Location
- School Road Dagenham, London, RM10 9QH England 51°32′05″N 0°09′21″E﻿ / ﻿51.53462°N 0.15578°E

Information
- Type: Voluntary controlled school
- Religious affiliation: Church of England
- Established: 1 January 2010; 16 years ago
- Local authority: Barking and Dagenham
- Department for Education URN: 136028 Tables
- Ofsted: Reports
- Head of School: Chris Ash
- Gender: Coeducational
- Age: 11 to 18
- Enrolment: 1262
- Website: https://www.dagenhampark.org.uk/

= Dagenham Park Church of England School =

Dagenham Park Church of England School or Dagenham Park School, previously known as Dagenham Priory, is a secondary school located in the London Borough of Barking and Dagenham. The school has improving GCSE results.

Dagenham Park is an average sized comprehensive school for students between 11 and 18 years.

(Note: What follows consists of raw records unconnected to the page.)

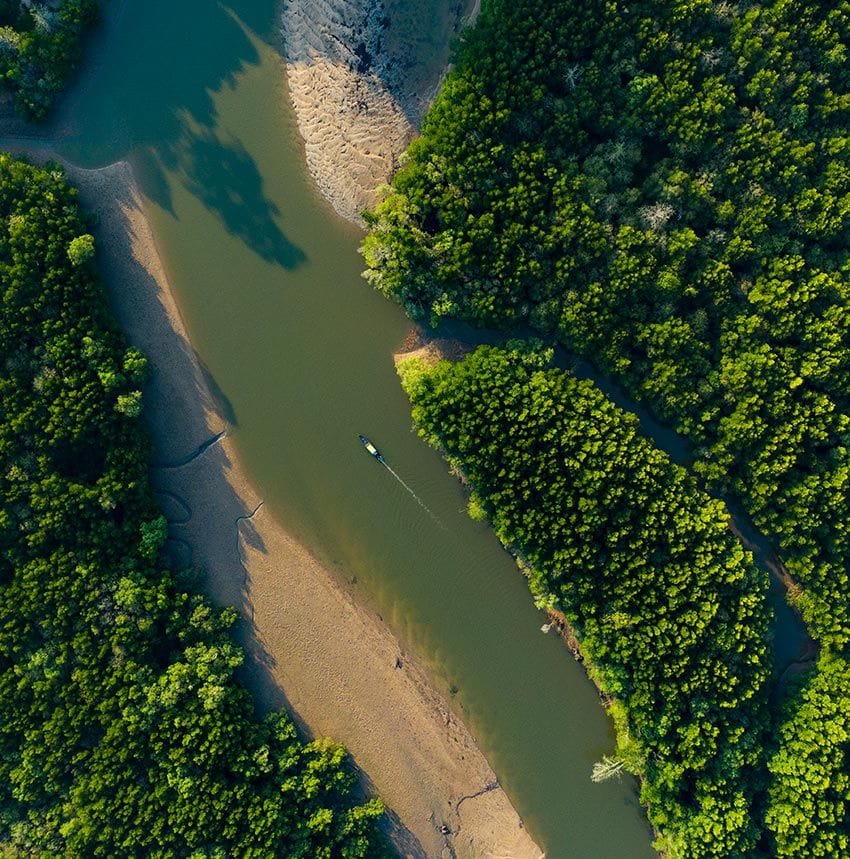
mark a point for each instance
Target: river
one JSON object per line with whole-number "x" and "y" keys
{"x": 299, "y": 349}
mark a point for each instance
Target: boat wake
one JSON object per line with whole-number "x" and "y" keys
{"x": 419, "y": 501}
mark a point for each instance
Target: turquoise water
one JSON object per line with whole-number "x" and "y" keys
{"x": 300, "y": 350}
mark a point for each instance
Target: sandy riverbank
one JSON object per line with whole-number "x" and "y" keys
{"x": 362, "y": 74}
{"x": 312, "y": 647}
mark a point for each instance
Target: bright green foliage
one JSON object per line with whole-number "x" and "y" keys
{"x": 122, "y": 729}
{"x": 665, "y": 186}
{"x": 667, "y": 605}
{"x": 81, "y": 249}
{"x": 809, "y": 811}
{"x": 40, "y": 47}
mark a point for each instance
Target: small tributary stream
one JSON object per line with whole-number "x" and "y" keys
{"x": 299, "y": 349}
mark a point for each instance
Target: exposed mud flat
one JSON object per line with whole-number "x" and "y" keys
{"x": 362, "y": 74}
{"x": 311, "y": 646}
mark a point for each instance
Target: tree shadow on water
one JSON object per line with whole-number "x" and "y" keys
{"x": 225, "y": 178}
{"x": 150, "y": 92}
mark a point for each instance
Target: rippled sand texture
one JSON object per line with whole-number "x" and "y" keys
{"x": 361, "y": 76}
{"x": 311, "y": 646}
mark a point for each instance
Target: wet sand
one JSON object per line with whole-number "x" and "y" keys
{"x": 311, "y": 646}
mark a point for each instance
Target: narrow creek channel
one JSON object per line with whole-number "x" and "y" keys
{"x": 300, "y": 351}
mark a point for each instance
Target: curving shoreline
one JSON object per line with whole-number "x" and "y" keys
{"x": 362, "y": 74}
{"x": 311, "y": 646}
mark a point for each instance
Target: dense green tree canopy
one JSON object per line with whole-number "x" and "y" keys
{"x": 122, "y": 729}
{"x": 40, "y": 47}
{"x": 809, "y": 812}
{"x": 667, "y": 605}
{"x": 664, "y": 186}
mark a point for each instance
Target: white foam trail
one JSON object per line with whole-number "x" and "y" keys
{"x": 419, "y": 501}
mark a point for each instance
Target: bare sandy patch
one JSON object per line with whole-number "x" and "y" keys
{"x": 310, "y": 645}
{"x": 362, "y": 74}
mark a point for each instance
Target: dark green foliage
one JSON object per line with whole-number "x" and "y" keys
{"x": 122, "y": 729}
{"x": 664, "y": 186}
{"x": 40, "y": 47}
{"x": 669, "y": 608}
{"x": 810, "y": 796}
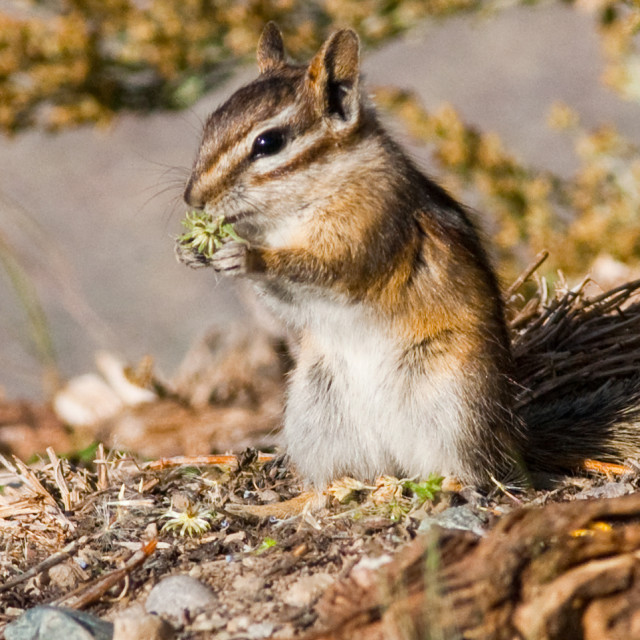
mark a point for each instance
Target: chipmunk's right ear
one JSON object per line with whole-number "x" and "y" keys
{"x": 270, "y": 48}
{"x": 333, "y": 78}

The school has students from a wide range of ethnic groups and a designated unit for 50 students with moderate learning difficulties.

== Local Issues ==
There have been significant issues with youth violence in the Barking and Dagenham area, including towards Dagenham Park pupils. Knife attacks on under-25s in the area rose by 178% between 2013 and 2018.

On 19 March 2017, former Dagenham Park School pupil David Adegbite, 18, was ambushed by a gang who surrounded him in a car park in Barking before shooting him in the head, killing him.

On 23 June 2017, former Dagenham Park School pupil Tyler Dawson, 18, was stabbed five times in the groin, leading to his right leg being amputated.

On 1 August 2017, former Dagenham Park School pupil Joshua Bwalya who was 16, was stabbed to death by local youths. Two friends with him were also stabbed but survived.